Abstract

Much attention in recent years has been attracted by the process exploring useful information from a large amount of textual data produced by microblogging services such as Twitter. A very important preprocessing step is to convert natural language texts of microblog text mining into proper numerical representations.  The short-length characteristics of microblog texts result in using the term frequency vectors to represent microblog texts and it will cause “sparse data” problem. Finding proper representations for microblog texts is a challenging issue.In the previous paper, they applied deep networks so that they can map the high-dimensional representations to low-dimensional representations.The retweet and hashtags have been used as the semantic similarity. They used two types of approaches which includes modifying the training data and modifying the training objective. They have also shown that deep models perform better than traditional methods such as latent Dirichlet allocation topic model and latent semantic analysis.

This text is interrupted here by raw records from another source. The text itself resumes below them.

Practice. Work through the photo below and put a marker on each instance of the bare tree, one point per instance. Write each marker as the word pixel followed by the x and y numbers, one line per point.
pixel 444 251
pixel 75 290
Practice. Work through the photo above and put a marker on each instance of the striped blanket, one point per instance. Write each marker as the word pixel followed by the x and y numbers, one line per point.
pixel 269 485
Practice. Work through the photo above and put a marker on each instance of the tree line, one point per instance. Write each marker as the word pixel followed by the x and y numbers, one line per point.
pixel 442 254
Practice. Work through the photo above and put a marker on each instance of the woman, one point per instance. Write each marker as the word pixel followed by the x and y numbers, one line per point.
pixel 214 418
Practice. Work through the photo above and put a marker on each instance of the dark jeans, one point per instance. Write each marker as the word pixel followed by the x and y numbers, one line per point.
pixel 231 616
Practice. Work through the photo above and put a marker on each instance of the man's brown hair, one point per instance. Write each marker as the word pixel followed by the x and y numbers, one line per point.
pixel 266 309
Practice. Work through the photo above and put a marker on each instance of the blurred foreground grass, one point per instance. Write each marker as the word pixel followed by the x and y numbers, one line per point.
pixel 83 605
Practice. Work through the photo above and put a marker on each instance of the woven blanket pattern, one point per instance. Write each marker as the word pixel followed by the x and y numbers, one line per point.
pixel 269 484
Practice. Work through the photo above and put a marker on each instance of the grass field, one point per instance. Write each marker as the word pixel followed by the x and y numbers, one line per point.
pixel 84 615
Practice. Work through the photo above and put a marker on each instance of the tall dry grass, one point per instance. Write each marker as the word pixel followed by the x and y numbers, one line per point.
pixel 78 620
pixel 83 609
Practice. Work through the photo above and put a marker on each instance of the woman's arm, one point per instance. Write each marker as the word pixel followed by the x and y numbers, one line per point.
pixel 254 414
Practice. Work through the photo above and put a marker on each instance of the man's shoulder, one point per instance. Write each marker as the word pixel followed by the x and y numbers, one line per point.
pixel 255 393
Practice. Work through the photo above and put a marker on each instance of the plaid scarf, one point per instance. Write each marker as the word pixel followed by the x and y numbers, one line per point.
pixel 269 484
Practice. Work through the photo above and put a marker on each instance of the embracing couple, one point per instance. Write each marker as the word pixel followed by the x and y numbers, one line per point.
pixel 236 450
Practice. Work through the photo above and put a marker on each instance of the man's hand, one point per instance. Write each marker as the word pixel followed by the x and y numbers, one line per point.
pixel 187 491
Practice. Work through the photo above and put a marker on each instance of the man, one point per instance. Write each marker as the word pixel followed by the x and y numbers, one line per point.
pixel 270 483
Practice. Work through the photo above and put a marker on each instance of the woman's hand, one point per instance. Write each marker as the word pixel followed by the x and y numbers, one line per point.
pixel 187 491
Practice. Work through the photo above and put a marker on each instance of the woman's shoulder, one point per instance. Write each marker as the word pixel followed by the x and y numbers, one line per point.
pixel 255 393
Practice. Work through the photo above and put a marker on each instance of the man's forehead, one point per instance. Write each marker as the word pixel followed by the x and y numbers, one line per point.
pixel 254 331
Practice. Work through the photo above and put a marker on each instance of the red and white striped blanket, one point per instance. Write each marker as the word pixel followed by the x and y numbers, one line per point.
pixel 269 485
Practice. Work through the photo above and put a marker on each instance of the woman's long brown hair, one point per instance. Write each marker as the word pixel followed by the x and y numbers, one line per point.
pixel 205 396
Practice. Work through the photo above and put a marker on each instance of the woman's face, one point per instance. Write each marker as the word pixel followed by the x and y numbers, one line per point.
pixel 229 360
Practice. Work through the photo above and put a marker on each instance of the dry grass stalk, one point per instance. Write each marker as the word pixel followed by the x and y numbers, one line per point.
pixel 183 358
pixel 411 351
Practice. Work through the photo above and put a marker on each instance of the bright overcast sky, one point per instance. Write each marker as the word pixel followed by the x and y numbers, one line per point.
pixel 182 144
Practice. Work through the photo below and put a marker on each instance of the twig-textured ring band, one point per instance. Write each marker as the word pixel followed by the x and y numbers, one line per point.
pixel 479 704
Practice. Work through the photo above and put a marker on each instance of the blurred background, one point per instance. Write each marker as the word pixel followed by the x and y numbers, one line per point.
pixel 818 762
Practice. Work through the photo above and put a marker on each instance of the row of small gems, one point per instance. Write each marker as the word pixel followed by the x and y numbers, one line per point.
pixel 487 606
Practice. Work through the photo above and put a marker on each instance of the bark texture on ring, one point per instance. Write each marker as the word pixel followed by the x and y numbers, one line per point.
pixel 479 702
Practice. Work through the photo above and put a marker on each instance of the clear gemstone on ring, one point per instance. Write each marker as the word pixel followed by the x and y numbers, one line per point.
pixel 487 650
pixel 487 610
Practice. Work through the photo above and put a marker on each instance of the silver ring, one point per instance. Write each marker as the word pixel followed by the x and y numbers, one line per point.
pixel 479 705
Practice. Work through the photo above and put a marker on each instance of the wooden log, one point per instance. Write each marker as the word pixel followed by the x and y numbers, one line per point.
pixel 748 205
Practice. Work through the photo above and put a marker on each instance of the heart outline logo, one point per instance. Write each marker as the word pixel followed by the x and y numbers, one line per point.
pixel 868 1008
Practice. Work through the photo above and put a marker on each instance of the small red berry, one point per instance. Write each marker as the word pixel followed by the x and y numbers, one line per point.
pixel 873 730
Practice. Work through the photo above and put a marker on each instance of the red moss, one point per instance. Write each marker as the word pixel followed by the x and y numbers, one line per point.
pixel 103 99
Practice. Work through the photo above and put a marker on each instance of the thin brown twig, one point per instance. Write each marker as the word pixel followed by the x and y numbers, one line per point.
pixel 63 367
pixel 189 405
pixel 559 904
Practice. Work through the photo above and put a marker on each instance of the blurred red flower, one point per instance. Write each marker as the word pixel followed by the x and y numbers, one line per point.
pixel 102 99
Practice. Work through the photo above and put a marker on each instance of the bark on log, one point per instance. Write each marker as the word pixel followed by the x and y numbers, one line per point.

We Will Write a Custom Essay Specifically
For You For Only $13.90/page!


order now

 

1.Introduction

In the last few years, microblogging services such as Twitter has gained great popularity among the Internet users. The high volume of textual data produced by the microblogging services is very attractive to the researchers in the text mining field. Transforming natural language texts into numerical vectors is an important preprocessing step for many text mining tasks, such as cluster analysis and sentiment classification. The most widely adopted model for text representation is vector space model 1, where each document in a corpus is represented by a vector with each dimension corresponding to a separate term and the elements denoting the frequencies of the terms. An important issue that needs to be dealt with carefully when using term frequency vectors to represent texts is the “sparse data” problem.    

Exploring potentially useful information from the huge amount of textual data produced by microblogging has gained much attention. Transforming natural language texts into numerical vectors. We apply deep networks to map the high-dimensional representations of microbiology. Creating proper low-dimensional feature space for microblog texts and also investigate how to utilize the expansion approach to learn better features. For the classification of documents, given the document training data, the most well-known approaches start by assessing the words’ co-occurrence matrix versus documents. Researchers have proposed many approaches to enhance the representations of short text, such as expanding the original short document by adding semantically related terms 2, 3, or mapping a high-dimensional term frequency vector to a low-dimensional feature vector via latent semantic analysis (LSA) 4. There are a few approaches specifically proposed for dimensionality reduction of tweets. Instead, low dimensional representations of tweets are usually obtained as the by-products of topic modeling 5, 6, 7.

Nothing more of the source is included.